Parameter Optimization and Early Exit
Andrew Gelman calls this the folk theorem of statistical computing:
When you have computational problems, often there’s a problem with your model.
(This is not a folk theorem per se, as it is not a theorem; but the name stuck. [1])
There is an interesting corollary:
When you are performing parameter selection using cross-validation or a similar blind procedure, the bad parameter choices take longer than the good ones!
This reminds me of the advertising quip (typically attributed to John Wanamaker) that Half the money I spend on advertising is wasted; the trouble is I don't know which half.
Of course, you can reply: if I knew the right parameters, then you would not need to find them in the first place. Still, understanding that your computation is slower in the really bad cases can be actionable.
§
Here is an example from machine learning: if you are using a support vector machine based system, you will often need to fit two parameters:
The SVM penalty $C$.
The kernel parameter (in the case of radial basis functions, the width $sigma$).
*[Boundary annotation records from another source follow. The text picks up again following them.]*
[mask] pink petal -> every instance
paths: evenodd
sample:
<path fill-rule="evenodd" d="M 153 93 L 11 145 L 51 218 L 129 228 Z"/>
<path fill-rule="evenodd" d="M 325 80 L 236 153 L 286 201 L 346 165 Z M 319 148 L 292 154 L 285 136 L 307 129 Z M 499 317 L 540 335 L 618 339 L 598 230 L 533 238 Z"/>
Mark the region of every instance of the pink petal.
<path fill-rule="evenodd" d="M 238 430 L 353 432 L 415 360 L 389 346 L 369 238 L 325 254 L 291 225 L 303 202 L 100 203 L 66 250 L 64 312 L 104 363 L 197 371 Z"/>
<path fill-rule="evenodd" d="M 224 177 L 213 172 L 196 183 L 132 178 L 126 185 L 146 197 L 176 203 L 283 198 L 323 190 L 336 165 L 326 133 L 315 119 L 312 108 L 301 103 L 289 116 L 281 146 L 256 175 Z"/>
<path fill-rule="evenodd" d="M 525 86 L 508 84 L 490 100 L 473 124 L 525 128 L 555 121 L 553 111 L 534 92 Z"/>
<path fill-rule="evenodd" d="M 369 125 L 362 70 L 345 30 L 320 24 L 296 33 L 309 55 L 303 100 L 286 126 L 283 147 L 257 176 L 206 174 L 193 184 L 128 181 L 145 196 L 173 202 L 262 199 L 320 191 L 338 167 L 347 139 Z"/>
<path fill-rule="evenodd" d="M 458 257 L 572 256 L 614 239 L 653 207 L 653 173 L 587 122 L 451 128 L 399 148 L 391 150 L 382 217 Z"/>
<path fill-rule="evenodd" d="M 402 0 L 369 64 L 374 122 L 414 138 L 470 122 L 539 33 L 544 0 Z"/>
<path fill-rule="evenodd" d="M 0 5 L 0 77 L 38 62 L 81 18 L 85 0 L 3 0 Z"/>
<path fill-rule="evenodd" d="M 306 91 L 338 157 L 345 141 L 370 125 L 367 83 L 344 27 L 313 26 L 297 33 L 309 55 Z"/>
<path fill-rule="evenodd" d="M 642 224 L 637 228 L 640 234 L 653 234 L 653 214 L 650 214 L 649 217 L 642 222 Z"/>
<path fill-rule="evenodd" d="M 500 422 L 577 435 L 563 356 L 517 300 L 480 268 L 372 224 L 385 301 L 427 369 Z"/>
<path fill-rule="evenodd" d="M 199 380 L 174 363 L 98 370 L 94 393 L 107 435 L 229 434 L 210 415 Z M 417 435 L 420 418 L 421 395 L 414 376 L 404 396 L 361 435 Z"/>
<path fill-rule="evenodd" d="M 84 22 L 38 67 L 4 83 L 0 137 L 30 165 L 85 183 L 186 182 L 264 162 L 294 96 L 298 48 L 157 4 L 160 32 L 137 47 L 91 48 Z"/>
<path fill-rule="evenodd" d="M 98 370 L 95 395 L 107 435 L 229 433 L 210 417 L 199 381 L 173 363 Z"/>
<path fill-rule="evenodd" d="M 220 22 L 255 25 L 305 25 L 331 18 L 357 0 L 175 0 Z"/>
A simple solution is to try a grid of these parameters:
for c in [2**(-2), 2**(-1), 2**0,...]: for s in [2**(-2), 2**(-1), 2**0,...]: use cross validation to evaluate using c & s pick best one
There is a fair share of wasted computation. For example, let's say you have a parameter choice that is so awful it gives you 100% error rate and another which is so good it gives you 0% error. If you are lucky and you check the good combination first, you can abort the bad parameter choices early: the first time you see an error, you know it will never be as good.
This leads to the following algorithm:
error = { param -> 0 for all parameters } until done: next_param = parameter with less error which has not run all folds run crossvalidation fold on next_param error[next_param] += error on this fold best_err = error[ best completed_parameter_value ] if best_err is minimum error: return best_completed_parameter_value
This aborts as early as possible with the best error.
§
This is implemented in my machine learning package (github link) by default.
I tested it on murphylab_slf7dna (with a bit of hacking of the internals to print statistics &c). I see that fitting with the right parameters takes 650ms (after preprocessing). We check a total of 48 parameter values. So we might expect that to take 0.65 * 48 = 31s. Since bad parameters take longer, it actually takes 48s (50% longer).
Using the early exit trick, it takes it down to 24s. This is half the time of running the full grid. This despite the fact that slightly more than the full grid was run: 57%. [1] A really interesting question is whether you can formalise and prove it. A good model will often be one that has a nice little "fitness" peak, which is also easy to fit. Likelihood functions with local optima all over the place or ill-conditioned may correspond to worse models. There may be a proof hiding in here.